Escrevo todos esses absurdos me despindo e, dentro da despedida de cada amante, no âmago de toda a sordidez que o mundo esconde e dentro de tudo que há de mais impoético, meu coração insiste cansado e respira pela última vez.

Aqui estou, outra vez, nua.

sábado, 31 de agosto de 2013

On the road

Eu pelo mundo, na auto-estrada, acima das nuvens. Londres, Dublin, Paris, Buenos Aires, Atenas. As luzes, as praças, a mesma conversa de porta-de-rua em idiomas distintos. Eu traçando minhas rotas e construindo meus trajetos. O sol que se põe diversas vezes em diferentes céus do mundo. E as estrelas que me guiam por onde quer que eu vá.

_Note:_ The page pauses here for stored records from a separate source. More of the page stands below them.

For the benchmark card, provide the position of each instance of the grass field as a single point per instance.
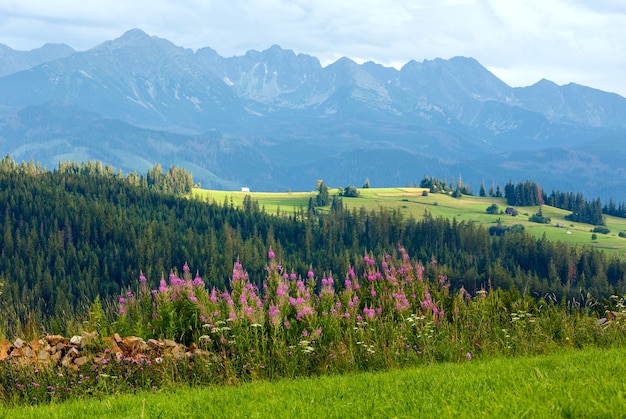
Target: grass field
(568, 383)
(411, 202)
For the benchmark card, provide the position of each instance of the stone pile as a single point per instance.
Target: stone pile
(57, 350)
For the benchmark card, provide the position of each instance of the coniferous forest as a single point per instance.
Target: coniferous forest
(82, 231)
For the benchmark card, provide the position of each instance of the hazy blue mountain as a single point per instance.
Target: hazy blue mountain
(278, 120)
(12, 61)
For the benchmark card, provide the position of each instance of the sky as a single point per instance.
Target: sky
(520, 41)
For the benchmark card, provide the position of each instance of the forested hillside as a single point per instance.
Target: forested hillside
(71, 234)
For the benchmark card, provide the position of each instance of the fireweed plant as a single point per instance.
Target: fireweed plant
(395, 313)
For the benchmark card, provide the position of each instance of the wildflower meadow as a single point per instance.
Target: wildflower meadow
(395, 313)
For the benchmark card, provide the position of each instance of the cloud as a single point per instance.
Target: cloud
(522, 41)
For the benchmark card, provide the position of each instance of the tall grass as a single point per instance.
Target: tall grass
(394, 314)
(567, 383)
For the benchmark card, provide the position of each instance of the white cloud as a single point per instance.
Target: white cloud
(522, 41)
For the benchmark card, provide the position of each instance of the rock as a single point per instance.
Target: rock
(43, 356)
(53, 340)
(27, 352)
(69, 357)
(155, 345)
(5, 348)
(77, 341)
(170, 343)
(81, 360)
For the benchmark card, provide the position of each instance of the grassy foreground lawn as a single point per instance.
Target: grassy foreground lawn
(568, 383)
(411, 203)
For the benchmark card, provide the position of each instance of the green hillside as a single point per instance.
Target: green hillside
(413, 203)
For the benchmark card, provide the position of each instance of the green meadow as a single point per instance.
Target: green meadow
(411, 202)
(567, 383)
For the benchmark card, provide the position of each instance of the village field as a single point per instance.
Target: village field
(416, 202)
(566, 383)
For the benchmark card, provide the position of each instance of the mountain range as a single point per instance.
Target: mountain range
(275, 120)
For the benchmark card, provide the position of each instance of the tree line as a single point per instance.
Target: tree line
(82, 231)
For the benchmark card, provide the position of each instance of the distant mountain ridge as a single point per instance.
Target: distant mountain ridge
(275, 119)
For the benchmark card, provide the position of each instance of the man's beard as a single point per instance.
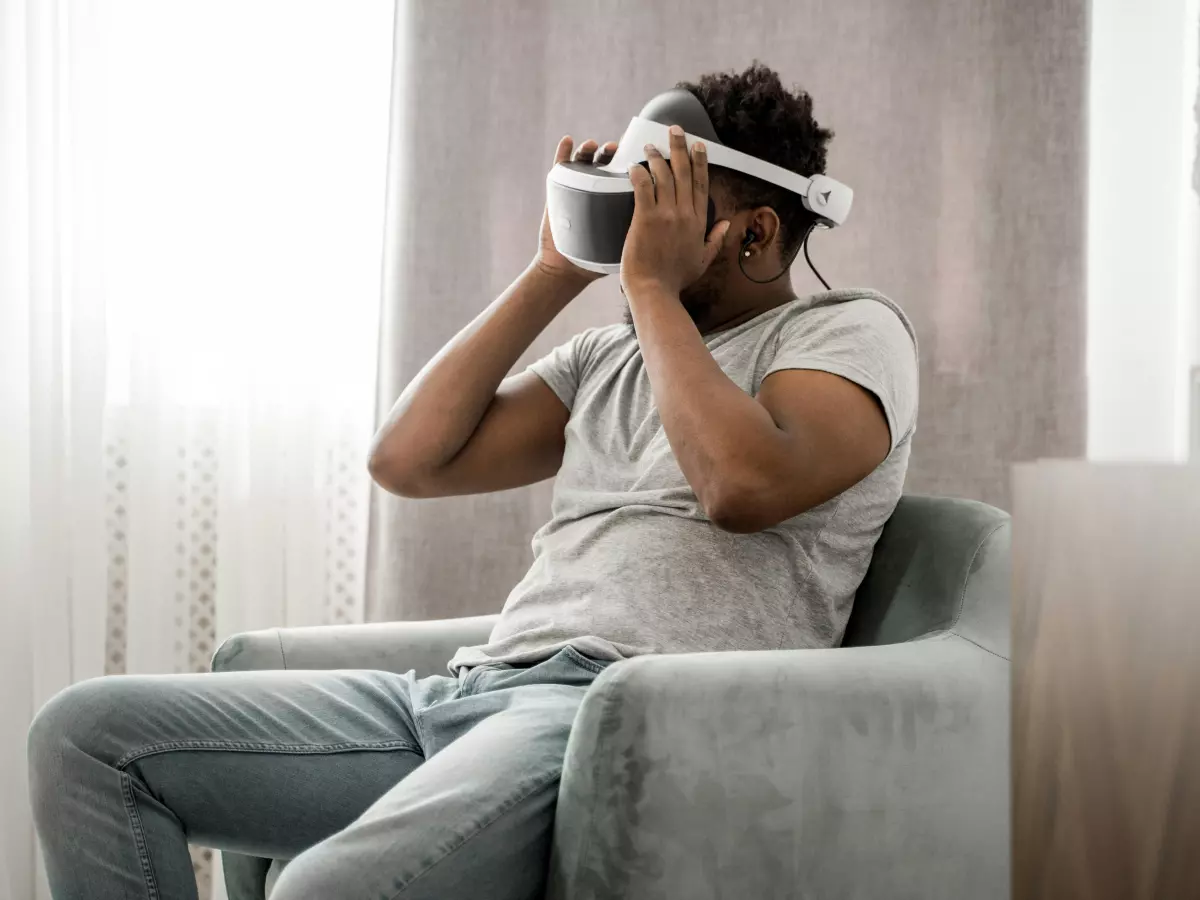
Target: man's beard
(697, 299)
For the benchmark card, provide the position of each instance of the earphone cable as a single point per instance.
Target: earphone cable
(804, 246)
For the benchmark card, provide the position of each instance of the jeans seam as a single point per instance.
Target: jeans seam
(463, 840)
(246, 747)
(131, 809)
(583, 661)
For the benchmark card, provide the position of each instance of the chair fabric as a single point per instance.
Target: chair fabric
(875, 769)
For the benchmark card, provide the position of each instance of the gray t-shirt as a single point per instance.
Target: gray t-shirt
(629, 564)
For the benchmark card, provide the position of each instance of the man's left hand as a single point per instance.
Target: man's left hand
(666, 246)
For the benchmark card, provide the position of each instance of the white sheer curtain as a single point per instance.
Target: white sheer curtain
(191, 208)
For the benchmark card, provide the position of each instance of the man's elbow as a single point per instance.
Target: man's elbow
(738, 510)
(395, 477)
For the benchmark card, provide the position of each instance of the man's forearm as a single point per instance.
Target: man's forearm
(720, 435)
(439, 409)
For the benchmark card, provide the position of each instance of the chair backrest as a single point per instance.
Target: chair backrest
(942, 564)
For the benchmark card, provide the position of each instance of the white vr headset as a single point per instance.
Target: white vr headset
(591, 207)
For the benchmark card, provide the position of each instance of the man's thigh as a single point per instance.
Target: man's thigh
(265, 763)
(473, 821)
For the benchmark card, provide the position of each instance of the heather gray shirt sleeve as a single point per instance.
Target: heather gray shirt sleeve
(863, 341)
(562, 369)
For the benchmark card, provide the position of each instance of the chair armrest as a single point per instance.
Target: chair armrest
(863, 772)
(385, 646)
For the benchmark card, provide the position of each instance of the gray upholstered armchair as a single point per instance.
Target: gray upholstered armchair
(879, 769)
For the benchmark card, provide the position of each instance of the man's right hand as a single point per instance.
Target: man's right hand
(549, 259)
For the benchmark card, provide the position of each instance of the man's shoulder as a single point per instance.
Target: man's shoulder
(846, 313)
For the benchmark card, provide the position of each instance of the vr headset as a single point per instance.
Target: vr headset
(591, 207)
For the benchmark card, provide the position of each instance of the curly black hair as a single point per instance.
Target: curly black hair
(753, 112)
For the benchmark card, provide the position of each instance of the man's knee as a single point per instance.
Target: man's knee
(73, 725)
(317, 874)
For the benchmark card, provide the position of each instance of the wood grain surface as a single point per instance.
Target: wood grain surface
(1105, 682)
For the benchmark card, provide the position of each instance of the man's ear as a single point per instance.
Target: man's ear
(766, 226)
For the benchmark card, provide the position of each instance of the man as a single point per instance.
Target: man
(725, 463)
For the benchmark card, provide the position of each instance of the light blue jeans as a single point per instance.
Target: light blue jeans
(377, 786)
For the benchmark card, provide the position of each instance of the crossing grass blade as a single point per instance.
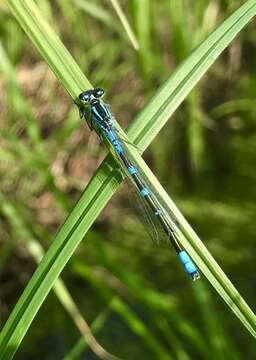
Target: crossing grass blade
(107, 178)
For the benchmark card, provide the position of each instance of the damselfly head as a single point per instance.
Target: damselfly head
(98, 92)
(89, 95)
(86, 96)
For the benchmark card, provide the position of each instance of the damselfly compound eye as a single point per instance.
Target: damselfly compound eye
(98, 92)
(85, 96)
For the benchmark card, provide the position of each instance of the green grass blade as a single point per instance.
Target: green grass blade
(106, 180)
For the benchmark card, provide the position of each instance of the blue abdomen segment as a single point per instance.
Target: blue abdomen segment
(114, 141)
(188, 265)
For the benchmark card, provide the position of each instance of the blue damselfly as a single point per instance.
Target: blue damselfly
(99, 118)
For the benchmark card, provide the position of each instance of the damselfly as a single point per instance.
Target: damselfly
(99, 118)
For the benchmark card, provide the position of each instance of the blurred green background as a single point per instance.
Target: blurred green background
(134, 292)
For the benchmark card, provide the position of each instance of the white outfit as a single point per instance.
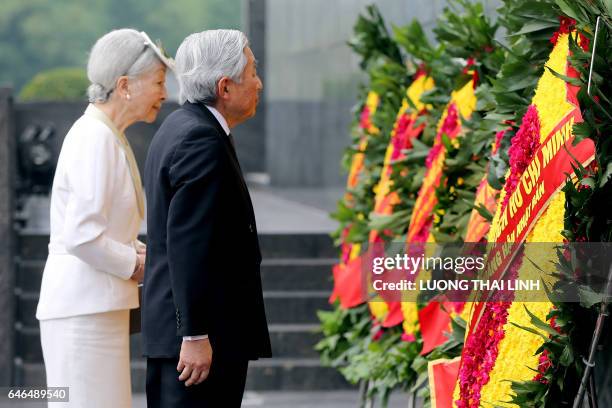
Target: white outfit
(86, 288)
(90, 354)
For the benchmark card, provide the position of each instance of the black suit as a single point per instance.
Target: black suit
(202, 269)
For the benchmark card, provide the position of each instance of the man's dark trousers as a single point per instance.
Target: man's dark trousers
(223, 388)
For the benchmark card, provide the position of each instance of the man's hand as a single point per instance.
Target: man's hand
(138, 274)
(194, 361)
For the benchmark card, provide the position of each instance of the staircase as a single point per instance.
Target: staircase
(296, 274)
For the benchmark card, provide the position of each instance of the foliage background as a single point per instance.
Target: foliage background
(37, 35)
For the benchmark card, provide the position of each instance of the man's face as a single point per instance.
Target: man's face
(244, 96)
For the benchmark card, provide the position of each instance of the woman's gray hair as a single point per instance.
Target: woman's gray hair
(119, 53)
(204, 58)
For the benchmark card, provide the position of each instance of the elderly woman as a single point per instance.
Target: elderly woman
(95, 261)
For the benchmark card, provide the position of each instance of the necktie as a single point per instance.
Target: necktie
(232, 141)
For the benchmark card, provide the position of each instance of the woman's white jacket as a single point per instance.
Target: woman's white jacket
(94, 223)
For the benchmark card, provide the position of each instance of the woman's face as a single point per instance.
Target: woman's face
(147, 94)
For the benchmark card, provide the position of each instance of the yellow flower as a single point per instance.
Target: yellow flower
(550, 97)
(416, 89)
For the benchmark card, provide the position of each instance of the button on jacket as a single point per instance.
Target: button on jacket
(94, 223)
(203, 259)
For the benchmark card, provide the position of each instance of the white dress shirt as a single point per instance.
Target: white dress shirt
(219, 118)
(94, 224)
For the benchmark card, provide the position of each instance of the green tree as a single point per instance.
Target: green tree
(58, 84)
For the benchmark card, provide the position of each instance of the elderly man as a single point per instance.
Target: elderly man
(203, 312)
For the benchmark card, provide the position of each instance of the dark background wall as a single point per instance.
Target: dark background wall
(312, 81)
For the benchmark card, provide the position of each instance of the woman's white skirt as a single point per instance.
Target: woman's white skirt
(90, 354)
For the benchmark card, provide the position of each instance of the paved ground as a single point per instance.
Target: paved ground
(344, 399)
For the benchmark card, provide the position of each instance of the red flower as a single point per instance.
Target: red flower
(451, 122)
(378, 334)
(566, 25)
(522, 149)
(364, 118)
(422, 70)
(433, 153)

Andando por passos que são meus, percorrendo minhas rotas de fuga, dando sentido ao meu coração sempre distante. Pertencendo a cada lugar. Conhecendo várias vezes o mesmo céu pelas diversas janelas de hotéis. Tudo que sempre quis.

Eu mais madura e ainda petulante. A mesma vontade de ser plenamente livre e um coração que nunca aprendeu a bater certo. No peito, uma coragem duvidosa e uma certeza de que estou indo porque preciso. 

Há a saudade. Nada além de você.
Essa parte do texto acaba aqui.